According to Shine People and Places, which sets up mentoring schemes for travel and tourism companies, not enough travel companies are taking advantage of this relatively low-cost form of training and development.

“It’s ideal for small or medium-sized companies which do not have their own human resources departments and which cannot afford to pay for outside trainers to come in, or to send staff on outside courses,” said joint managing director Gaby Marcon.

“Mentoring can speed up the induction of new people, improve staff retention and motivation, increase the effectiveness of formal training, tackle underperformance and ultimately improve productivity.”

Steve Higgins, who is running workshops for the mentors taking part in the ATP pilot scheme in London, said mentors need to be patient, have hands-on experience in the workplace, and must be good listeners.

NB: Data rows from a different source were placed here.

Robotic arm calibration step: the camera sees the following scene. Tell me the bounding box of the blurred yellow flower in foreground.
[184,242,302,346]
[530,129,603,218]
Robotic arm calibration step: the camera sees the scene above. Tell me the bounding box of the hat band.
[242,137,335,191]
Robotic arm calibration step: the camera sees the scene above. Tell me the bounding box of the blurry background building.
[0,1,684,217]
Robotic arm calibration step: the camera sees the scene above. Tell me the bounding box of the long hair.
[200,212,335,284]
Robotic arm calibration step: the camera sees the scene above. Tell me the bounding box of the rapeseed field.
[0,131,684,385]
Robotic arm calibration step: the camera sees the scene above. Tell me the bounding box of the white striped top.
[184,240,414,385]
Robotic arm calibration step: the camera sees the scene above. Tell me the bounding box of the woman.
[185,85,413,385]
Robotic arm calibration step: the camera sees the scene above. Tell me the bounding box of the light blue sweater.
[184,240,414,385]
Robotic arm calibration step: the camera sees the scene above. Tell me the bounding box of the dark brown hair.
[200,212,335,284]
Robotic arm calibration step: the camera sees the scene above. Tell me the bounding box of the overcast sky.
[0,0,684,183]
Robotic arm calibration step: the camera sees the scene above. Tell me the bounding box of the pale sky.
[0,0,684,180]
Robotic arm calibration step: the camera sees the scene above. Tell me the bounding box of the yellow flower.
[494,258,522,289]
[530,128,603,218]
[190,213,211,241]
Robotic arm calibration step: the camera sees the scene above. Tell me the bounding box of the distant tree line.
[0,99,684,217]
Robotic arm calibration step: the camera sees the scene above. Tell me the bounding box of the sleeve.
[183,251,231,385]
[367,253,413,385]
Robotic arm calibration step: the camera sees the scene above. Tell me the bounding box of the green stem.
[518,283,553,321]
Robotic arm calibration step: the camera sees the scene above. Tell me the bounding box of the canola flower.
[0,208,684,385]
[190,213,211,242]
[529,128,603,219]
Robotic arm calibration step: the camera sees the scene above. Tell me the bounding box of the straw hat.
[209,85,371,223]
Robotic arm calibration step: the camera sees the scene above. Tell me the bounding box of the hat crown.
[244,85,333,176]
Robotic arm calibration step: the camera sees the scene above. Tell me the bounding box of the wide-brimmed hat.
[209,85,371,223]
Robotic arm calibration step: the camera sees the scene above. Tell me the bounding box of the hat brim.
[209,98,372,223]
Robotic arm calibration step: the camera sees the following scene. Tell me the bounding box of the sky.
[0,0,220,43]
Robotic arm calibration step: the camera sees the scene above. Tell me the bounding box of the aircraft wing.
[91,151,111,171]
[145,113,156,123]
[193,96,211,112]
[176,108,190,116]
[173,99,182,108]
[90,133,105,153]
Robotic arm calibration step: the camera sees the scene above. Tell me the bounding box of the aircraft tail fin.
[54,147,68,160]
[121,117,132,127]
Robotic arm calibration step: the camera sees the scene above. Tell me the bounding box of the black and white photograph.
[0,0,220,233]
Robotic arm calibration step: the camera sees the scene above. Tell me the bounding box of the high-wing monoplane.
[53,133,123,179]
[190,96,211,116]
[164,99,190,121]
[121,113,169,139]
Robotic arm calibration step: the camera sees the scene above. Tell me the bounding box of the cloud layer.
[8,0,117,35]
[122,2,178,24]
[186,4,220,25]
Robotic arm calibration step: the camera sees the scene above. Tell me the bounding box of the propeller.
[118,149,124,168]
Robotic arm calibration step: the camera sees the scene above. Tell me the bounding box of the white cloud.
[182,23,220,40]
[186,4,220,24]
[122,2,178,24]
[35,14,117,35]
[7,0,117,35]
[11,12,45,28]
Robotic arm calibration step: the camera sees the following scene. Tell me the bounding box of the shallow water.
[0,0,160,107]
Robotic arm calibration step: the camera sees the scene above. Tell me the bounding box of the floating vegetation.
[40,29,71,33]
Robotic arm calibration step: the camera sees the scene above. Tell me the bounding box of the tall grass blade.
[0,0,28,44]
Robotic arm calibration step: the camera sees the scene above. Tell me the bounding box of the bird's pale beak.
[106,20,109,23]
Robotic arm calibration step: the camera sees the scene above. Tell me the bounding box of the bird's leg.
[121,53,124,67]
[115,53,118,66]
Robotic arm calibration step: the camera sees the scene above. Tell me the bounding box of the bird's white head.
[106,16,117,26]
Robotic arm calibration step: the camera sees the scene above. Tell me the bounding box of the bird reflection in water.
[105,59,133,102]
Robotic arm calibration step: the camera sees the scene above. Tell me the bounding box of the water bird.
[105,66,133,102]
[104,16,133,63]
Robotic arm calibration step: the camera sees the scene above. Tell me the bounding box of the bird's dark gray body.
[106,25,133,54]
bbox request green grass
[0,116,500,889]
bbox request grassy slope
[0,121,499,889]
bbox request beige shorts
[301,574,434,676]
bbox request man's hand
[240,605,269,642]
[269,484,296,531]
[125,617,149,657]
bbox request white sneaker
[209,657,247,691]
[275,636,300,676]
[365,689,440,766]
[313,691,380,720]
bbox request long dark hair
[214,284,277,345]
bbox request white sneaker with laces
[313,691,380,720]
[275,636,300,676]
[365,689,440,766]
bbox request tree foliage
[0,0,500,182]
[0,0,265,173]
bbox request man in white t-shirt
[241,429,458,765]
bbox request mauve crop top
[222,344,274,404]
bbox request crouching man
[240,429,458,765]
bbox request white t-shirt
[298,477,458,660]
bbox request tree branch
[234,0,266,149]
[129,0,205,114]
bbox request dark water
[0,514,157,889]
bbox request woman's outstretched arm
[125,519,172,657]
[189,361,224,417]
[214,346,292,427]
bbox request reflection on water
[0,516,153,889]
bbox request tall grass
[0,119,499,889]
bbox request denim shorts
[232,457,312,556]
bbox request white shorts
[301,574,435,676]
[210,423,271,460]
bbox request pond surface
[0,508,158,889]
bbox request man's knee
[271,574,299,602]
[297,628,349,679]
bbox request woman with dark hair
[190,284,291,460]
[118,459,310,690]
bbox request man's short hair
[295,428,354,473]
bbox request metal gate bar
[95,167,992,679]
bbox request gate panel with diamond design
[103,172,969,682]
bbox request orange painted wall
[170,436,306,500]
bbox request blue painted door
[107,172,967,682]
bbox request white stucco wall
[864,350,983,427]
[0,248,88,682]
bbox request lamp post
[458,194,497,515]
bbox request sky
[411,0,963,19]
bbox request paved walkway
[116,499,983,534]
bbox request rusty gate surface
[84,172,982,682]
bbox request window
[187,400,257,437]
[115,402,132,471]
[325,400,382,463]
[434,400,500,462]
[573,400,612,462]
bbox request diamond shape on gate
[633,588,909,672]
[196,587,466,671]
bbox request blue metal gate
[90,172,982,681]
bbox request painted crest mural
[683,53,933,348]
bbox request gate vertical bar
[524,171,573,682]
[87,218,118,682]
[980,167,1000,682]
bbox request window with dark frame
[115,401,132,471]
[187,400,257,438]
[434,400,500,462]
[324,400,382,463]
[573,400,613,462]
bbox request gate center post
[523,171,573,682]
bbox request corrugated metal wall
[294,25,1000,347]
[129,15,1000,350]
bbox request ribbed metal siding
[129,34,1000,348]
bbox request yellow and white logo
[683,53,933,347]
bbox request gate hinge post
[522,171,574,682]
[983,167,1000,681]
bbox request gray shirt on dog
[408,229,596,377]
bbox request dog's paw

He said both mentors and learners can benefit from the mentoring experience.

Julia Feuell, managing director of New Frontiers and chairman of the Association of Women Travel Executives, said the AWTE is also planning to run mentoring schemes for newer, younger members.

“The more experienced members can act as a sounding board and give them help on an informal basis,” she said.

Case study: the learner

Lucy Hodgson, senior development manager planning and trading at TUI UK, was supported by mentor, Annie Lawler, as part of a company mentoring scheme set up by Shine People and Places. At the time Lawler was a senior professional at Senior King Communications, and has since set up Breathing Space, which delivers wellbeing seminars to companies in travel, PR, and other industries.
I decided I would like to have a mentor because I wanted to rebuild my self-confidence and confirm the right direction for my own development. Since having children and subsequently changing to work part-time I had become anxious about maintaining a career that met my aspirations as well as allowing an acceptable work-life balance. It was really beneficial to have someone to talk to who wanted to understand my situation. I began to find my job significantly more enjoyable and felt satisfaction in implementing some of the suggestions my mentor made.

Case study: the mentor

Maxine Footitt, manager at Going Places Uxbridge, attended mentoring workshops as part of ABTA’s Accredited Travel Professional scheme. She is also on the Focus Group responsible for developing the scheme.

I was already mentoring with my team of six at my agency,
but since the mentoring workshop it’s been more structured and formal and I keep it well documented. It’s a way of learning for me as well – I get feedback about training, and I now know when my staff think I haven’t explained something properly. I have weekly one-to-ones where I touch base with each member of the team and discuss what they’ve been working on. I really enjoy these meetings.